Tiga Ruang Kelas SDN Kaum Warungkiara Rusak, Disdik Sukabumi Siapkan Penanganan Prioritas

0
13

berantasonline.com (Sukabumi)

Dinas Pendidikan Kabupaten Sukabumi bergerak cepat menindaklanjuti kondisi kerusakan bangunan di SDN Kaum, Desa Hegarmanah, Kecamatan Warungkiara. Tim dari Dinas Pendidikan diterjunkan langsung ke lokasi untuk melakukan pengecekan serta mengidentifikasi tingkat kerusakan ruang kelas yang dilaporkan mengalami kerusakan cukup parah.

Kepala Bidang SD Dinas Pendidikan Kabupaten Sukabumi, Deni mengatakan, hasil peninjauan menunjukkan terdapat tiga ruang kelas dengan tingkat kerusakan berbeda dan seluruhnya membutuhkan penanganan.

“Dari hasil monitoring, ada tiga ruang kelas yang kondisinya rusak dengan kategori berbeda. Namun semuanya memang perlu segera mendapatkan intervensi,” ujarnya, Jumat (17/04/2026).

Ia menjelaskan, dua ruang kelas masuk kategori rusak berat dan sudah tidak layak digunakan untuk kegiatan belajar mengajar karena berpotensi membahayakan keselamatan siswa. Sementara satu ruang lainnya mengalami kerusakan sedang.

“Dua ruang rusak berat dan satu rusak sedang. Total ada tiga ruang yang harus segera direhabilitasi,” jelasnya.

Kondisi bangunan yang mengalami kerusakan tersebut dinilai cukup mengkhawatirkan.
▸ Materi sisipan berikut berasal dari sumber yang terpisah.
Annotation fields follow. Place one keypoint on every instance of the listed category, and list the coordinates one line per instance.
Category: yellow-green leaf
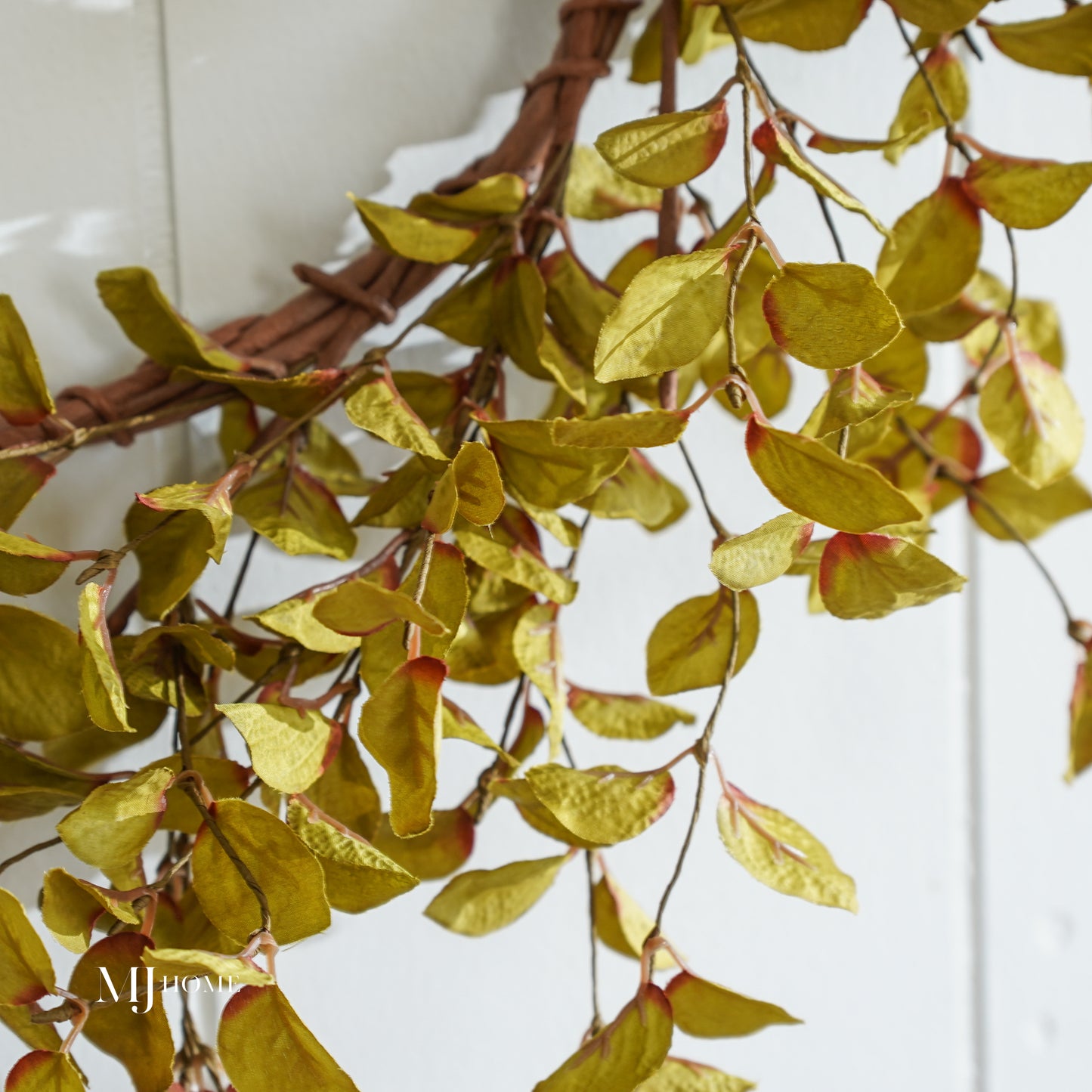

Selain atap yang mulai bocor, beberapa bagian bangunan juga mengalami pelapukan sehingga dikhawatirkan dapat membahayakan aktivitas siswa dan guru di lingkungan sekolah.

Dinas Pendidikan memastikan penanganan akan dilakukan secara bertahap dengan memprioritaskan dua ruang kelas yang rusak berat. Selain itu, pihaknya juga mendorong pembangunan fasilitas penunjang lain seperti toilet siswa dan guru.

“Prioritas utama tentu dua ruang kelas rusak berat terlebih dahulu, kemudian ruang rusak sedang. Kami juga mengusulkan pembangunan toilet agar fasilitas sekolah lebih memadai,” kata Deni.

Meski demikian, proses rehabilitasi terkendala keterbatasan anggaran sekolah. Dengan jumlah siswa sekitar 57 orang, dana Bantuan Operasional Sekolah (BOS) yang diterima dinilai belum mampu menutupi kebutuhan pemeliharaan bangunan secara maksimal.

“Dana pemeliharaan memang ada, tetapi sangat terbatas karena jumlah siswa sedikit. Jadi belum cukup untuk menangani kerusakan besar,” ungkapnya.

Selain faktor anggaran, Deni juga menilai perlunya peningkatan kepedulian bersama terhadap perawatan fasilitas sekolah agar kerusakan tidak semakin meluas.

Ia mengimbau seluruh pihak, termasuk warga sekolah dan masyarakat sekitar, untuk bersama-sama menjaga bangunan yang masih layak digunakan sambil menunggu realisasi bantuan rehabilitasi.

Sebagai langkah antisipasi keselamatan, Dinas Pendidikan meminta ruang kelas yang mengalami kerusakan berat segera ditutup dan tidak digunakan sementara waktu.

“Ruang yang rusak berat harus dikosongkan dan ditutup agar siswa tidak masuk ke area berbahaya. Kami khawatir ada material bangunan yang jatuh,” tegasnya.

Pihak Disdik berharap usulan rehabilitasi SDN Kaum dapat segera terealisasi sehingga proses belajar mengajar dapat kembali berjalan dengan aman dan nyaman bagi seluruh siswa.